The end of the romance came on a day in October 1959, when in the absence of Castro she was given a glass of milk to drink that made her unconscious. Why she was given the drugged milk is a mystery. Possibly it was meant for Castro. In any case, Marita woke up in a local doctor's office, when somebody said that the baby is in fine condition. After that, she was given an injection and was shifted back to the hotel. When she came to her senses, she found Camilo Cienfuegos, the commander of the Cuban army, packing her suitcase and arranging her return to the States. She was also told that the baby had to be taken away for safe custody because of Fidel’s enemies and Fidel was on the other side of the island. However, after she arrived in New York when she was admitted to Roosevelt Hospital, she was treated for a botched abortion she had in Havana and she never said anything about having a kid.
In view of the confusing stories, Marita later insisted that she gave birth to a boy Andres Vazquez, whom she met much later, in 1981 when she went to see Fidel for the last time, after twenty years of absence.
In any case, after the incident, she was repatriated to New York and during her convalescence, she received visits from FBI people who had told her about the horrors about Fidel, the stories that she had been drugged and taken to a hospital for performing an abortion without her permission. They gradually gained her trust and the indifferent attitude of Castro after her poisoning and subsequent hospitalization for abortion, his unsympathetic reaction to her misfortune, turned Marita against Castro. Her mother, Alice Lorenz, who in May 1960 wrote an article in Confidential magazine entitled ‘Fidel Castro Raped My Teenage Daughter’, was also a big factor to take her the decision to join the anti-Castro activities. According to her own version, she was in spy business before she knew it and as her first assignment, she accepted nothing less than the assassination of Castro. She was given two botulism-toxin pills that looked like white gelatin capsules to drop in Castro’s drink, just one of which is sufficient to kill him within less than a minute.

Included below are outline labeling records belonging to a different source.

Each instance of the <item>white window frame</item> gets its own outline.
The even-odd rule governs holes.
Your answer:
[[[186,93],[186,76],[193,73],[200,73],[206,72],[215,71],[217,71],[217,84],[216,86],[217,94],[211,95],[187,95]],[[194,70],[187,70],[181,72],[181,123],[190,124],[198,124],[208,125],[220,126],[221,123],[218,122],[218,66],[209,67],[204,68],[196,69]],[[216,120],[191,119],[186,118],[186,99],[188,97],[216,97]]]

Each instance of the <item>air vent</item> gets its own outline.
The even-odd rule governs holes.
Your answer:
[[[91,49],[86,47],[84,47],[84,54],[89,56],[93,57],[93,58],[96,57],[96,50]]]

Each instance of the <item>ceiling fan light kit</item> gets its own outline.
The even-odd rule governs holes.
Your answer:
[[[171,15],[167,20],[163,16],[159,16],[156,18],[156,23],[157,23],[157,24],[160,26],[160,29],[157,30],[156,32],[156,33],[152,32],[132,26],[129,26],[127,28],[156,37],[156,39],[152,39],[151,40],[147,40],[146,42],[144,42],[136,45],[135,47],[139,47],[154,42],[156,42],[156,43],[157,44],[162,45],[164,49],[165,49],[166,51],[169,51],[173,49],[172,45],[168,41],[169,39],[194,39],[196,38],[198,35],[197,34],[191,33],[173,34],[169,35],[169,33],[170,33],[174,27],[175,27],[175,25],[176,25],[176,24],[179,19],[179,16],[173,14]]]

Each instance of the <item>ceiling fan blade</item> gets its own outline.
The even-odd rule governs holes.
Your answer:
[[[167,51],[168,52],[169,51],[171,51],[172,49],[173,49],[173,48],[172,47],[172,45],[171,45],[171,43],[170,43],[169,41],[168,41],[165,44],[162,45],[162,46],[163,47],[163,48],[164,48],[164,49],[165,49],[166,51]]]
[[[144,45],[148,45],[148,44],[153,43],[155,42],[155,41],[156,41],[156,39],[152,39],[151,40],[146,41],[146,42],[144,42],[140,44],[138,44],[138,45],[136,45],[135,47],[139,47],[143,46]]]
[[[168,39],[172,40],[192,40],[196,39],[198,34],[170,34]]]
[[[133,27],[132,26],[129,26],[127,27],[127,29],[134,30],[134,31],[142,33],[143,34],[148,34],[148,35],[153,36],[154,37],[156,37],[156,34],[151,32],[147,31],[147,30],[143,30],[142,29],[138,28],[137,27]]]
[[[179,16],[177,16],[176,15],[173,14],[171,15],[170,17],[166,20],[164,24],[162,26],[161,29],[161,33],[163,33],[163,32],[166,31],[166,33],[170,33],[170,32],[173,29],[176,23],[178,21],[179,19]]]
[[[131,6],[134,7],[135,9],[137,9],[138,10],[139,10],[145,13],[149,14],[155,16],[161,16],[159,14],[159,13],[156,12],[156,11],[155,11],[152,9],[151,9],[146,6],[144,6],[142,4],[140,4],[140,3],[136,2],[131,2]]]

After reaching Cuba, she hopped a jeep that took her straight to the Hilton and went upstairs to the suite 2408. She had enough time to stay with Castro, order a meal, kill him and prevent him from making a speech that night, which was already pre-announced. But she flushed the capsules down the bidet, as she knew in her heart that she cannot do that. Finally, Castro, a very tired man, entered the room, laid down on the bed and asked whether she came to kill him. When she said yes, he did not even flinch and pulled out his `45, and handed it to her. She flipped the chamber out and threw it back to Castro. She then told Castro about the plot, claiming that she still loved him. He smiled, said that he knew that she could not kill him and they made love. She wanted him to beg her to stay, but he got dressed and left. She sat there alone for a while, wrote a note for him that she would come back again and left the hotel. After a 45-minute flight from the José Martí airport, Marita was back in Miami and before she landed, the CIA knew that she had blown the plan, because they had heard Castro speaking on the radio.
Later, she also had an affair with Marcos Pérez Jiménez, the deposed Venezuelan dictator, whose famously brutal regime had been backed by the US and the Venezuelan authorities pressed charges against him for the theft of $13.5 million. But that is another story.